Ist auf jeden Fall eine etwas milchige Flüsssigkeit, welche in den Stein einzieht und nach der Trocknung transparent ist

Oder halt  Kaliwasserglas.
Beides ist weitgehend unsichtbar, da transparent.


Gruß Carsten


----------



## Tottoabs (16. Aug. 2016)

Lasse mal Wasser rein und schaue wie lange es drinnen bleibt.
Ich musste unsere alle Anbohren um Blumenkübel und keine Teiche zu haben.


----------



## DbSam (16. Aug. 2016)

Tottoabs schrieb:


> Ich musste unsere alle Anbohren um Blumenkübel und keine Teiche zu haben.


Das ist ja wieder eine ganz andere Anforderung ...  


Gruß Carsten


----------



## Daufi (16. Aug. 2016)

Totto, da ist sowieso ein Riesenloch drin - denke zum auffüllen...

Carsten, wir wachsen an unseren Aufgaben...

Meine nächste ist jetzt mal schöne Tomatenbrote bzw. etwas bruschettaähnliches fürs Abendessen zu produzieren....

Euch einen schönen sonnigen Abend!


----------



## DbSam (16. Aug. 2016)

Daufi schrieb:


> Meine nächste ist jetzt mal schöne Tomatenbrote bzw. etwas bruschettaähnliches fürs Abendessen zu produzieren....
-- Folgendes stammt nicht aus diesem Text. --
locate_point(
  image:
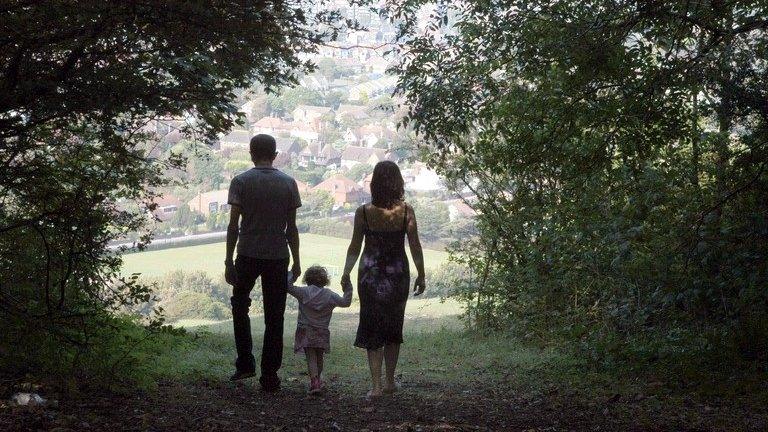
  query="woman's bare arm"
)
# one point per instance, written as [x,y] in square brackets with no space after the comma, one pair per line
[353,252]
[416,252]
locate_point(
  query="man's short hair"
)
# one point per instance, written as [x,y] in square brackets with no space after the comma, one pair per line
[263,147]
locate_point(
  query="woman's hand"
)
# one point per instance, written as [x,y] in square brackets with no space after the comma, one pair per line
[419,286]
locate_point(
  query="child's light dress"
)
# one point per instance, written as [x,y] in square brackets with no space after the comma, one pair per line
[316,306]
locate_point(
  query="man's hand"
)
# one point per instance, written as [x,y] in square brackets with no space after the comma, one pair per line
[419,285]
[346,284]
[230,275]
[295,271]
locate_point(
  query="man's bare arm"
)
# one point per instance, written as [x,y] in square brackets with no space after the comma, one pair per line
[232,234]
[292,233]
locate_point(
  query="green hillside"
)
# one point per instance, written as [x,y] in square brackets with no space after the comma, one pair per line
[315,249]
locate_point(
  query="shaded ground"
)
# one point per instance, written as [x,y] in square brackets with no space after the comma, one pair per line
[452,380]
[422,406]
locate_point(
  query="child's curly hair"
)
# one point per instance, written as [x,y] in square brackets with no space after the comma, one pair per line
[316,275]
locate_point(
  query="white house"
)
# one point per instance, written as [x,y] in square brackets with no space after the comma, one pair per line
[235,139]
[309,113]
[420,178]
[271,126]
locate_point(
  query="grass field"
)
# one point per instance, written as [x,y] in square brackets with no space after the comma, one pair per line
[315,249]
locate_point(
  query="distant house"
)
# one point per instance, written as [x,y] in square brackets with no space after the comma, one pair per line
[271,126]
[370,89]
[309,113]
[308,155]
[167,206]
[366,183]
[329,157]
[370,135]
[247,109]
[343,190]
[210,202]
[354,155]
[303,187]
[236,139]
[350,137]
[458,209]
[420,178]
[306,131]
[282,160]
[326,156]
[352,112]
[287,146]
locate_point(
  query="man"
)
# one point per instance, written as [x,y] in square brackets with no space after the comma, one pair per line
[267,200]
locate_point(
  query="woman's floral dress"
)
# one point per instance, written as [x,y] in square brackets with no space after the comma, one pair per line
[382,284]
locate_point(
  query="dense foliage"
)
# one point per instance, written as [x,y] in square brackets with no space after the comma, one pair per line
[618,153]
[82,86]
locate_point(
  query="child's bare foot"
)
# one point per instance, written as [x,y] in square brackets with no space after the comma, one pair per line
[391,388]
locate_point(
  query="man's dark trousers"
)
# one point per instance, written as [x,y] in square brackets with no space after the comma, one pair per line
[274,282]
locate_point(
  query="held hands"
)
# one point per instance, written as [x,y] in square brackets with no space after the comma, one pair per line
[345,280]
[419,285]
[230,275]
[295,271]
[346,283]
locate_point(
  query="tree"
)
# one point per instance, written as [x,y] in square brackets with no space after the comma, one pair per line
[618,152]
[288,99]
[432,216]
[84,84]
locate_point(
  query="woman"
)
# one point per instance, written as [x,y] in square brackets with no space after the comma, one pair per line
[383,275]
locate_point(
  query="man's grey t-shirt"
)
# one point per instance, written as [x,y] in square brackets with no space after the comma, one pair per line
[265,195]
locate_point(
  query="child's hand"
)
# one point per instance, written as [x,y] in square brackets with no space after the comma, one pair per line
[346,284]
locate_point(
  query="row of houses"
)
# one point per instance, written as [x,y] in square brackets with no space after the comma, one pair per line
[343,190]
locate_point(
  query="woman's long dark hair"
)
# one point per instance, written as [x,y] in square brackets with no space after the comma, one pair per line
[387,186]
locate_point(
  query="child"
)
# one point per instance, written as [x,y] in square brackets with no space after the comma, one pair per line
[316,303]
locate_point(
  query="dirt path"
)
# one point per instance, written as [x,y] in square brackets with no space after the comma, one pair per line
[221,406]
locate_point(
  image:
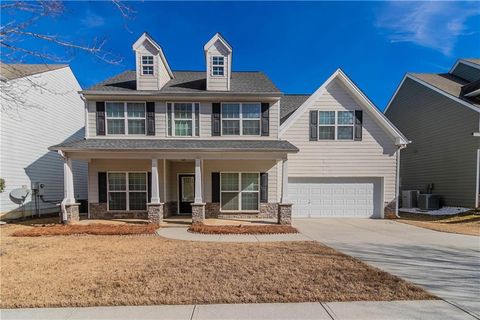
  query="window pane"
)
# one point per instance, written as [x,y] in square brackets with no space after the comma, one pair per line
[230,200]
[115,109]
[249,200]
[183,127]
[345,117]
[137,181]
[136,126]
[117,201]
[231,127]
[231,110]
[117,181]
[229,181]
[326,133]
[137,200]
[251,110]
[251,127]
[250,181]
[116,126]
[345,133]
[182,110]
[327,117]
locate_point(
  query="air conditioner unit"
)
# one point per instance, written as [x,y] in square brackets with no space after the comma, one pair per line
[409,198]
[428,201]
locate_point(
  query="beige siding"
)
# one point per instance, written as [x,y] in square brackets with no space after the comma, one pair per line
[374,156]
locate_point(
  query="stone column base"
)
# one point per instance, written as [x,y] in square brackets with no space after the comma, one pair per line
[285,213]
[198,212]
[155,212]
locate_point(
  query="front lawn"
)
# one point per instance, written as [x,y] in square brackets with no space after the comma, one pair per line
[92,270]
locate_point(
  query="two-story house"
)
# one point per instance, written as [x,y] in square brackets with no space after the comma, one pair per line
[217,143]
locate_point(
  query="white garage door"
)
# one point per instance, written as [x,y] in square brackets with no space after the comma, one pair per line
[335,197]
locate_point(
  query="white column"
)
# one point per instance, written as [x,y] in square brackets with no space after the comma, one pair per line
[198,181]
[155,186]
[285,181]
[68,192]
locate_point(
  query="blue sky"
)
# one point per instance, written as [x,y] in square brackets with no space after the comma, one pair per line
[297,44]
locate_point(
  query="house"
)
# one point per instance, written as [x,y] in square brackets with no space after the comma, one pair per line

Cool, dafür habe ich im Normalfall meine Holde. Soll ja nicht nur 'ähnlich' werden. 
Ich kann nur Grill. 


Gruß Carsten


----------



## Daufi (17. Aug. 2016)

Meine bessere Hälfte holt das Bier....( den ganzen Kasten...) 
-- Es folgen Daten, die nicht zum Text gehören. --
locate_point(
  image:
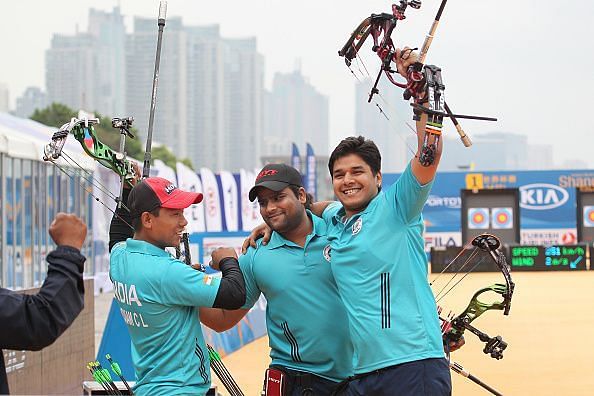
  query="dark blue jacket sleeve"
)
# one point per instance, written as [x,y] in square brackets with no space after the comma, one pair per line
[35,321]
[120,227]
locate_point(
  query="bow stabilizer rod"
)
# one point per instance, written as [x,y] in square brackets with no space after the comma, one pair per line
[147,154]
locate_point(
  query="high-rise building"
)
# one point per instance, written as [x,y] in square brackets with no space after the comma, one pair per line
[295,112]
[205,142]
[243,96]
[170,122]
[109,32]
[387,120]
[70,71]
[32,99]
[86,70]
[4,97]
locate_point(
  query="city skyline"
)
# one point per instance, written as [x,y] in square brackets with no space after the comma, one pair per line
[492,66]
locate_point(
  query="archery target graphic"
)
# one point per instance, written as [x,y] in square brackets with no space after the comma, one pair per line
[588,216]
[502,218]
[478,218]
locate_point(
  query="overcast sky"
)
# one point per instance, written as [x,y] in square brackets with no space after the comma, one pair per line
[528,62]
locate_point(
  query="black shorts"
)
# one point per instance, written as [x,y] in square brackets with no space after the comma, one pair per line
[428,377]
[299,383]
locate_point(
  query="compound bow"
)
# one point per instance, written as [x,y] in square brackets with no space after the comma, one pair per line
[423,82]
[454,326]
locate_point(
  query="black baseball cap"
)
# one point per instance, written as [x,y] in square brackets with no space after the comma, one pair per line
[276,177]
[156,192]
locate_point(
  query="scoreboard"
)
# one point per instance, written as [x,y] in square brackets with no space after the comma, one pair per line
[520,258]
[547,258]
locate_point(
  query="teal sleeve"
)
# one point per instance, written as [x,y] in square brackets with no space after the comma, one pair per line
[331,211]
[252,291]
[408,196]
[183,285]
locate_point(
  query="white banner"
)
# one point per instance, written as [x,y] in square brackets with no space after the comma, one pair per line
[230,200]
[212,206]
[439,239]
[189,181]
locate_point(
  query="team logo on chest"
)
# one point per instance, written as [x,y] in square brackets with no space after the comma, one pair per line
[357,226]
[327,253]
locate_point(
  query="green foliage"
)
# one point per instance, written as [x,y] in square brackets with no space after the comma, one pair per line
[57,114]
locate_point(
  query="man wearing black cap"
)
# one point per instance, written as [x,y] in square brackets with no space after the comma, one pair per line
[306,321]
[158,295]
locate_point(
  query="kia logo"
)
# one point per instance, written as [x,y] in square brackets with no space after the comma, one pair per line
[542,196]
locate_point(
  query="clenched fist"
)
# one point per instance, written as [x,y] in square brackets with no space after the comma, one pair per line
[68,230]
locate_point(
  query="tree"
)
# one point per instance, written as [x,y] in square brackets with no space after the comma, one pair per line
[57,114]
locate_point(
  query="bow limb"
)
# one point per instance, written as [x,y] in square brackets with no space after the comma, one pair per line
[454,328]
[84,133]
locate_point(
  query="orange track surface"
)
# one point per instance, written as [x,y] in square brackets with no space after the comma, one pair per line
[550,332]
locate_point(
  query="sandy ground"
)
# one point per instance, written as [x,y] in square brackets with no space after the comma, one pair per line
[549,331]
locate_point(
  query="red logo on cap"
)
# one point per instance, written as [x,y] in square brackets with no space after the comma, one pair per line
[169,189]
[267,172]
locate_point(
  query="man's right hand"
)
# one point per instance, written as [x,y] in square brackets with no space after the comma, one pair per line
[219,254]
[68,230]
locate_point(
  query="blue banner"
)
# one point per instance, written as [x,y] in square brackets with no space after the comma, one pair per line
[547,198]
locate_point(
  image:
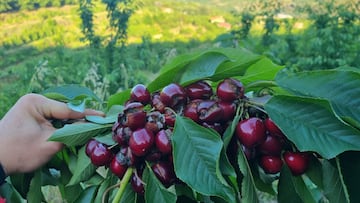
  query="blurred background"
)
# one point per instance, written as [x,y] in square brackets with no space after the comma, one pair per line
[111,45]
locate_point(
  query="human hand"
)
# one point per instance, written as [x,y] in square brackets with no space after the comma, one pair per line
[25,129]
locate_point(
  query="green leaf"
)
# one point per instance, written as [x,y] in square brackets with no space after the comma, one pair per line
[287,187]
[70,92]
[78,134]
[334,190]
[106,183]
[87,195]
[341,88]
[8,192]
[21,182]
[314,172]
[129,195]
[155,192]
[350,167]
[118,98]
[84,168]
[35,195]
[248,188]
[199,149]
[111,115]
[311,124]
[213,64]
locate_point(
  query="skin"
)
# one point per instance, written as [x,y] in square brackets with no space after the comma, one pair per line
[25,129]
Carsten, hast Du mit dem Wasserglas schon mal was gemacht?
Ich lese da immer von versiegeln, Abdichtung, Verfestigung...

Aber ist das auch dauerhaft dicht, sprich wenn mit Wasser gefüllt?
Und die einen verkaufen Natronwasserglas und dann gibts ja noch Kaliwasserglas, eigentlich mit den gleichen Eigenschaften.... Hmmmm....


----------



## DbSam (17. Aug. 2016)

Nein, mit Kaliwasserglas musste ich noch nicht arbeiten. Ist aber in der Verarbeitung sicher nicht anderes als Tiefengrund

Aber als ich von Deinem Sandsteintrog gelesen habe, kam mir als erster Gedanke 'Wasserglas'. (Allerdings funktioniert da nur Kaliwasserglas, hatte ich vorhin schon zum Wiki verlinkt.)

Nun, wenn man sich genauer in die Thematik Sandstein einliest und im Hinterkopf auch die ganzen Erklärungen zur Frauenkirche und deren Probleme mit Sandstein und Feuchtigkeit herumgeistern ... und Sandsteim im allgemeinen ...
Dazu findet man viele Seiten und auch viele Probleme
Man findet auch Diplomarbeiten (s.d. u.a. S.12) dazu und, und, und

Da ich weiter oben etwas von 'Tiefengrund geschrieben habe ...
Mit Acrylaten werden auch Steinkonservierungen durchgeführt

Also:
Nein, ich kann Dir keinen Tipp mehr geben. Ich weiß nichts.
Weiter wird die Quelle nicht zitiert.